Antoon Sallaert or Anthonis Sallaert was a Flemish Baroque painter, draughtsman and printmaker who was active in Brussels. Sallaert produced many devotional paintings for the Brussels court of Archdukes Albert and Isabella as well as for the local churches. Sallaert was an innovative printmaker and is credited with the invention of the monotype technique. He was an important tapestry designer for the local weaving workshops.
Antoon Sallaert was a pupil of the Brussels painter Michel de Bordeaux starting from 1606. He was registered as a master in the Brussels Guild of Saint Luke in 1613. Some sources mention that Sallaert was a pupil of Peter Paul Rubens or worked in the workshop of Rubens. There does not appear to be evidence for this, although some of his works are close in style to Rubens.
In the 1620s and 1630s Sallaert received commissions from the Archdukes Albert and Isabella but he was never listed as an official court painter. Sallaert was the deacon of the Brussels Guild of Saint Luke in 1633 and in 1648. He received irregular commissions from local nobles and produced religious compositions for the Jesuit churches in and around Brussels.

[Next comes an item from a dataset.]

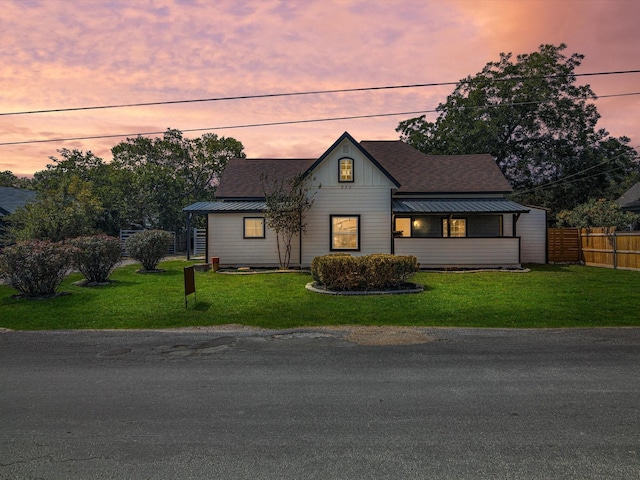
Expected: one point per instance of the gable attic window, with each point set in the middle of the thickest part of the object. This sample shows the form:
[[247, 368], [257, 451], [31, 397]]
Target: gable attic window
[[345, 232], [346, 170], [253, 227], [455, 227]]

He provided designs for tapestries to the local tapstry workshops. In 1647 he accepted a large commission from the clergy of the Onze-Lieve-Vrouwekerk of Alsemberg to paint a series of 11 compositions on the history of the church. The last recorded payment he received for the commission dates to 1649.
He was buried in the Chapel Church Brussels in 1650.
Sallaert married Anna Verbruggen. Their son Jan Baptist Sallaert (baptized on 14 February 1612) trained with his father and became a painter.